What to Expect in the Future of Craft Beer
“More.” That’s the main word that is often used when someone asks me what the next big trend in craft beer is going to be. More. More breweries. More beer. More festivals. More retail spaces. More styles. It might seem a little catch-all and chaotic, and it is, but that’s the reality we’re in. With new breweries seemingly opening up every week now, we’re seeing a spectacular rise in selection, proving that every day is indeed the best day for Craft.
So “more” tends to apply in regard to what we’ll be seeing. For instance, we’ll be seeing more of some of the obvious favourites of the past few years. The beautifully tart kettle sours like the ones coming out of Seaforth, Ontario’s Half Hours on Earth will still be a constant in many brewery taprooms. And the hazy, juicy Vermont IPAs that look more like a glass of orange juice than beer will definitely not be going anywhere (I daresay there’d be riots if breweries stopped making them).

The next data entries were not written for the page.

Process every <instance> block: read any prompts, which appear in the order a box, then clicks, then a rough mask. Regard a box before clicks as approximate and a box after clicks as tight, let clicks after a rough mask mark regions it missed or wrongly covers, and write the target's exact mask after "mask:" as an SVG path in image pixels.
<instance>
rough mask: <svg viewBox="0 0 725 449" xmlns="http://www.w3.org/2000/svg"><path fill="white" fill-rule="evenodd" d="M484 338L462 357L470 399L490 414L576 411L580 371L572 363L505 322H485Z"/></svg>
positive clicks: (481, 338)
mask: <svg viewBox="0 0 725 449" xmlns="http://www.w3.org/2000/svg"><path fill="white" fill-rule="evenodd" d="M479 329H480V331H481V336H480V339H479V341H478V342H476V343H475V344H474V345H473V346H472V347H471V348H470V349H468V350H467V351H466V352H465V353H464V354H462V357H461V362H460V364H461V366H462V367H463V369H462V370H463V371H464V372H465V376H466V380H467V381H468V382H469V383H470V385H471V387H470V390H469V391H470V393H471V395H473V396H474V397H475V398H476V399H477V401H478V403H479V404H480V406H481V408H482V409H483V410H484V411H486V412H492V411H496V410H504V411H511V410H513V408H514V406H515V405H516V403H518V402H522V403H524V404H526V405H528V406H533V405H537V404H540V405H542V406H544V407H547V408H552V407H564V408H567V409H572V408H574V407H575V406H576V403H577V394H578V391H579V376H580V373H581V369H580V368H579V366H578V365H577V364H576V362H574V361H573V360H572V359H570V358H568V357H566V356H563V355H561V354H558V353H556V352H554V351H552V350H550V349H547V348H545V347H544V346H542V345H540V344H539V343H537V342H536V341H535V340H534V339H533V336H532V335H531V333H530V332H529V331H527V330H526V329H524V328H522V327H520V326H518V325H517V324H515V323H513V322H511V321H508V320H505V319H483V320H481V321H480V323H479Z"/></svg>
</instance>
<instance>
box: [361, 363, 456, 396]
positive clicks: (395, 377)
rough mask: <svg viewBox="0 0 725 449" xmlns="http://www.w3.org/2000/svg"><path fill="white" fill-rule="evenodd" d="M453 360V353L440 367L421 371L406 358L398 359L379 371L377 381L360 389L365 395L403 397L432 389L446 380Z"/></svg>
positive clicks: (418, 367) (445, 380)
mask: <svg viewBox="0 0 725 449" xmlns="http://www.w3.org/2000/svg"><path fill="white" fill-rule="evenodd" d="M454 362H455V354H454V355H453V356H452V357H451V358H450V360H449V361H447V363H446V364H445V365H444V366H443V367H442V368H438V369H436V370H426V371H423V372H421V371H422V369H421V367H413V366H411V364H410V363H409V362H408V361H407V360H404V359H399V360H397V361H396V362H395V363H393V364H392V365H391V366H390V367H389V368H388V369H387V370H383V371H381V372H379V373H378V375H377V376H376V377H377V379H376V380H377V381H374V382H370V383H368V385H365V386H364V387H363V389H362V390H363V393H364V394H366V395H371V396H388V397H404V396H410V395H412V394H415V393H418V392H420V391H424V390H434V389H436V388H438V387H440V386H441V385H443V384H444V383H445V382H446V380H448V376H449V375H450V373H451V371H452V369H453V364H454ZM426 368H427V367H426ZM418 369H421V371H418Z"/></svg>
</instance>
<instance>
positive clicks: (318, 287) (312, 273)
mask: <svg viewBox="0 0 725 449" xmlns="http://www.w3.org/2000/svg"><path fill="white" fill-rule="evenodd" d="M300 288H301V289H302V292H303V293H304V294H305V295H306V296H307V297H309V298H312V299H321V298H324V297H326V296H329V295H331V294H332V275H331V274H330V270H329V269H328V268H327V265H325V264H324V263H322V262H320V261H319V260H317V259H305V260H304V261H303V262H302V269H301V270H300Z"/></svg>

I even think we’ll be seeing more of the Milkshake IPA, an IPA made with lactose and vanilla to give it an overall creamy mouthfeel which, when brewed with a particularly fruit-forward hop character or with fruit itself, makes a beer that has both charmed and confused so many with its sweet and hop-forward flavours. For 2017, Toronto’s Bellwoods Brewery really set the scene with their Milkshark series, which included variations such as strawberry, mango, pink guava and pineapple. Additionally, Farnham Brewery, which has locations in Farnham, Quebec and Burlington, Vermont, has made some excellent Milkshake IPAs with their 66 series, pressing the limits of how fruity a profile hops can achieve.
But it should be said that with the ever-growing landscape, craft nerds are no longer the only demographic for craft beer and, blessedly, the focus has gotten much wider and a hell of a lot more welcoming. So, with that in mind, we can look forward to a continuation of beer styles in the mode of “simple done well” to appeal to beer aficionados and newcomers alike. From the delicate grass and citrus flavours in Firestone Walker Brewing’s Pivo Pils to the lightly bready and herbal notes in Side Launch Brewing’s popular Munich Helles Mountain Lager, light-bodied and accessible are the qualities that are winning the war for better beer.
What’s more, these beers don’t have to adhere to a classic style. Often a simple dry-hop addition creates a flavour that craft lovers appreciate and newcomers use as an appropriate step to bolder tasting beers. A prime example would be Regina, Saskatchewan’s District Brewing with their West Coast Wheat Lager. The mouthfeel is light and smooth, but it’s the significant cracked pepper and lemon drop flavours that set it apart from other humdrum lagers in the market.
So let’s raise a glass to more beer, more breweries and most importantly, more good times.